Officers were not releasing other details of the tragedy as the family were being comforted over the two deaths.

A police source said: "This is a particularly sensitive incident, which is still ongoing."

The South Wales Fire Service declined to comment on their role in the tragedy.

A Home Office pathologist has been called in to carry out a post mortem examination on the two babies.

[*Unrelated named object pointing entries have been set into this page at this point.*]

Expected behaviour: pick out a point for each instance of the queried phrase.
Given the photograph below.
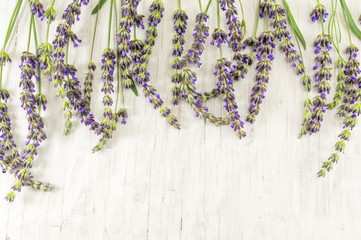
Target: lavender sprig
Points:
(201, 33)
(180, 25)
(323, 47)
(88, 84)
(350, 108)
(108, 124)
(37, 8)
(264, 48)
(140, 72)
(72, 91)
(282, 33)
(29, 103)
(225, 85)
(319, 13)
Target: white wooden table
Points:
(154, 182)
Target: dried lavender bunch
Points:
(323, 46)
(70, 88)
(140, 68)
(45, 50)
(108, 66)
(88, 84)
(223, 68)
(30, 104)
(129, 18)
(340, 65)
(282, 33)
(37, 8)
(350, 107)
(319, 13)
(201, 33)
(191, 96)
(264, 48)
(244, 61)
(237, 28)
(180, 26)
(225, 85)
(186, 78)
(264, 53)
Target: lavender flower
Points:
(219, 37)
(340, 84)
(319, 12)
(265, 57)
(266, 8)
(236, 28)
(37, 8)
(191, 96)
(129, 18)
(70, 88)
(30, 103)
(244, 61)
(350, 108)
(45, 52)
(282, 33)
(88, 84)
(180, 25)
(225, 86)
(140, 72)
(108, 124)
(201, 33)
(322, 78)
(4, 58)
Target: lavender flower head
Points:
(264, 54)
(180, 26)
(322, 78)
(318, 13)
(266, 8)
(236, 28)
(350, 108)
(282, 33)
(37, 8)
(30, 104)
(219, 37)
(225, 86)
(201, 33)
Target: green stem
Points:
(347, 27)
(119, 82)
(200, 5)
(242, 10)
(38, 70)
(30, 30)
(257, 18)
(12, 23)
(110, 22)
(1, 76)
(94, 34)
(49, 23)
(208, 5)
(67, 52)
(219, 25)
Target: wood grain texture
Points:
(154, 182)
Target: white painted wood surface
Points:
(154, 182)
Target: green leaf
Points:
(351, 23)
(293, 24)
(135, 90)
(98, 6)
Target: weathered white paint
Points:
(153, 182)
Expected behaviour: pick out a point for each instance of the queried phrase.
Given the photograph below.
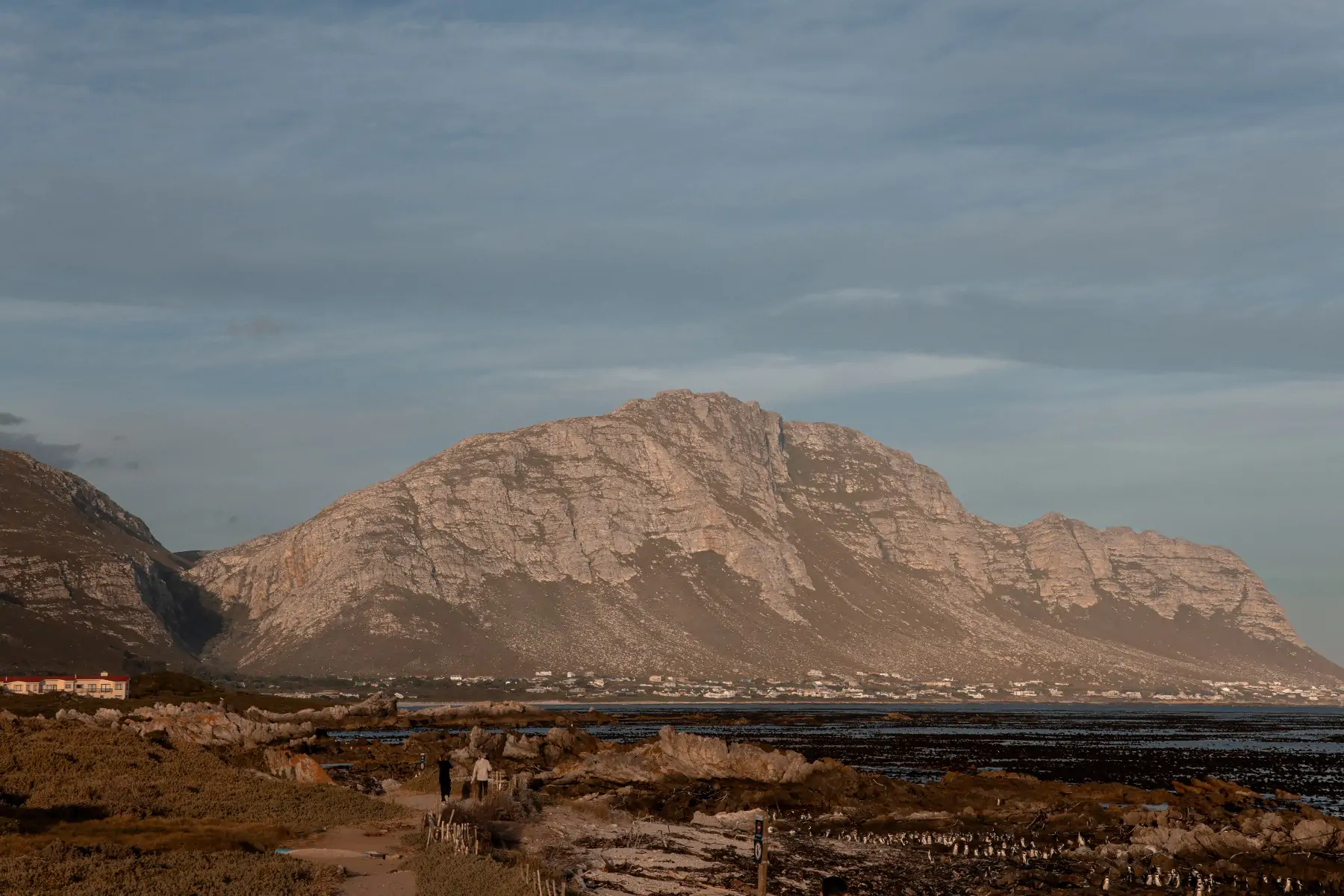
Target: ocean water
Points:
(1266, 748)
(1298, 750)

A file is due to be prepared for Glamorgan coroner Andrew Barkley and an inquest is expected to be opened next week.

The Welsh Ambulance Service confirmed they sent three emergency ambulances to the scene as well as one ambulance car.

The Emergency Medical Retrieval and Transfer Service (EMRTS) Cymru air ambulance was called but ambulances had already left for the the Princess of Wales Hospital by the time it arrived.

Carbon monoxide poisoning

Carbon monoxide is known as the "silent killer" because it is a poisonous gas with no smell or taste.

After carbon monoxide is breathed in, it enters your bloodstream and mixes with haemoglobin (the part of red blood cells that carry oxygen around your body) to form carboxyhaemoglobin.

When this happens, the blood is no longer able to carry oxygen, and this lack of oxygen causes the body's cells and tissue to fail and die.